Scripting updates to the GPT.ini for the Local Group Policy

by Jeremy Saunders on August 26, 2008

Updated on 27th October 2010.

I came across a challenge whilst working on a big XenApp deployment in a Novell environment. I needed to make changes to the Local Group Policy Object on all Terminal / Citrix servers.

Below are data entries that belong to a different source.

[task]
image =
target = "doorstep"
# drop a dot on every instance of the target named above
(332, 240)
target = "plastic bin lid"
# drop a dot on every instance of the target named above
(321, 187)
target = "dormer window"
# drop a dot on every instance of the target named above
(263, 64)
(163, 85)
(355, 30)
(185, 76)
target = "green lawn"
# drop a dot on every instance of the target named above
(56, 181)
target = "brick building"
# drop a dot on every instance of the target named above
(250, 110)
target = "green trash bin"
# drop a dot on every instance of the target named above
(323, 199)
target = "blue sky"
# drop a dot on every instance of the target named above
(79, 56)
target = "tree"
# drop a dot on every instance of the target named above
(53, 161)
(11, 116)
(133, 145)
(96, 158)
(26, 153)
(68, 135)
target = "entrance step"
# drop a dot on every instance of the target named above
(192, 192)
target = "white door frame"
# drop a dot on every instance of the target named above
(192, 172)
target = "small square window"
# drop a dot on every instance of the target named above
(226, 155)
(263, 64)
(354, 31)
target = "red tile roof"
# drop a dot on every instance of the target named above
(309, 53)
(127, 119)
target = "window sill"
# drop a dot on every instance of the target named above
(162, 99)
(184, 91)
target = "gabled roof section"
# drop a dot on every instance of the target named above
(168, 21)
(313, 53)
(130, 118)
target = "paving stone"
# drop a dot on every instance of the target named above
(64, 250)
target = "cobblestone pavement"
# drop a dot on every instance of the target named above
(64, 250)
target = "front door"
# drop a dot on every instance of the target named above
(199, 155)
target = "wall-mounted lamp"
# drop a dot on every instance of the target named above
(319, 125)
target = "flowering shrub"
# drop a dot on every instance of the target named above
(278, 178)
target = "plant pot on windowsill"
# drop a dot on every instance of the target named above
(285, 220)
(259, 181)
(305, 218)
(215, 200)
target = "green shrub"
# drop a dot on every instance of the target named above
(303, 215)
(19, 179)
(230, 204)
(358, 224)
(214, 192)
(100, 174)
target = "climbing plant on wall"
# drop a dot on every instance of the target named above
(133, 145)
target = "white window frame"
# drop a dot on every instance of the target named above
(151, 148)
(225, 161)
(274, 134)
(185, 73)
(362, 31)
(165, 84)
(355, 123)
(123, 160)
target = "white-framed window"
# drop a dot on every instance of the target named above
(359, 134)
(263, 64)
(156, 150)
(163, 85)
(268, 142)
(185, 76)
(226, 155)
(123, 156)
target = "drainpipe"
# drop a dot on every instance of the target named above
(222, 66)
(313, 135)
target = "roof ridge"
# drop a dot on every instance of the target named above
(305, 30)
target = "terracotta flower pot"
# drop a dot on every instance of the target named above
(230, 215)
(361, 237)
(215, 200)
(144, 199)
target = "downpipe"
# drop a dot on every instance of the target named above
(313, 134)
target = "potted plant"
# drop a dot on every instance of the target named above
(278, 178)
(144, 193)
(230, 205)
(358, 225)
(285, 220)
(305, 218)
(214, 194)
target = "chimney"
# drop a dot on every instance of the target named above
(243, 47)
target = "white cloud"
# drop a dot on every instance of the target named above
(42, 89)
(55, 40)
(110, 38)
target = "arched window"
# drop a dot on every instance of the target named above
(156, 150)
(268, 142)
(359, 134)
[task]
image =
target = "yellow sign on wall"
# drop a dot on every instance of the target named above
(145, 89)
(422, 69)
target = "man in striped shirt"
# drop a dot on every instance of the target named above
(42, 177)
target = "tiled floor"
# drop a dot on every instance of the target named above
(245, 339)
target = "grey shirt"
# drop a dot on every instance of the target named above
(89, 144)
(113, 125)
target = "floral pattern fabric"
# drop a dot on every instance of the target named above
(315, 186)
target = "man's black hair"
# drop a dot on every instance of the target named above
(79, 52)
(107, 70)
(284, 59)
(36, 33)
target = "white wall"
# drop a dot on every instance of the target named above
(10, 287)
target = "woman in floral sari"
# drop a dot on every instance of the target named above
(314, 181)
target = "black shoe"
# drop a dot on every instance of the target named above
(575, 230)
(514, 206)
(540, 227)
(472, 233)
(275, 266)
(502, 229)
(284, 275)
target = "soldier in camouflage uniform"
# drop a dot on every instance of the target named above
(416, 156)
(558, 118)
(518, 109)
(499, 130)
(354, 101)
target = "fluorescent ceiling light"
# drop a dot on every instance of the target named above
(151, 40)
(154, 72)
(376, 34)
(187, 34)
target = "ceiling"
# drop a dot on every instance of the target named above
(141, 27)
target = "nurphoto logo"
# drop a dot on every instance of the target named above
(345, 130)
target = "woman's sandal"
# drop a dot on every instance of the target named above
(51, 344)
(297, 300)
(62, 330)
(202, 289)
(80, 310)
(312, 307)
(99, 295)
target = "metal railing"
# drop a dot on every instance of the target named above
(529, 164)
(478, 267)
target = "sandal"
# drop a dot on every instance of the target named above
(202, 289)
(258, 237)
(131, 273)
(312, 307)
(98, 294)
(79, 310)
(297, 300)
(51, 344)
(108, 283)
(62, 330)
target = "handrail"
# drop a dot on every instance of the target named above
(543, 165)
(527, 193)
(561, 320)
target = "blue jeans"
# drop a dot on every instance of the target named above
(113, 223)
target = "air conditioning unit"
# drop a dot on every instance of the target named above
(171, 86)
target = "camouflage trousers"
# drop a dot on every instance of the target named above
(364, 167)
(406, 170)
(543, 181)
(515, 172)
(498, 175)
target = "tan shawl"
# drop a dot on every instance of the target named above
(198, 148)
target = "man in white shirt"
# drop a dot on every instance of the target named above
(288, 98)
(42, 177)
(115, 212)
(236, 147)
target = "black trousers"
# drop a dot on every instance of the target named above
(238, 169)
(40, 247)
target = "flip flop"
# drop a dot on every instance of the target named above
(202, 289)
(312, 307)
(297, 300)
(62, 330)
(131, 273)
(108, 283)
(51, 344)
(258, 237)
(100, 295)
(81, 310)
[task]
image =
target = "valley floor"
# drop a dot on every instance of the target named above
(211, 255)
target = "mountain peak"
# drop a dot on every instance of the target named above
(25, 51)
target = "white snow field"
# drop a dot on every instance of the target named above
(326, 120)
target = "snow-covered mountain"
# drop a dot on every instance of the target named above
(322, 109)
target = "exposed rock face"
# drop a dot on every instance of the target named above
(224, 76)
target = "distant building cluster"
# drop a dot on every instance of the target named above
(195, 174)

This was specifically required for implementation of a logoff script, as logoff scripts are not supported via Zen Polices in a Terminal Services environment.

As always, I wanted to automate it and found that there was a real lack of information about how this can be easily achieved. Anyway, I thought that modifying the Local Policy on all XenApp servers would be a pain, but it ended up being very simple indeed.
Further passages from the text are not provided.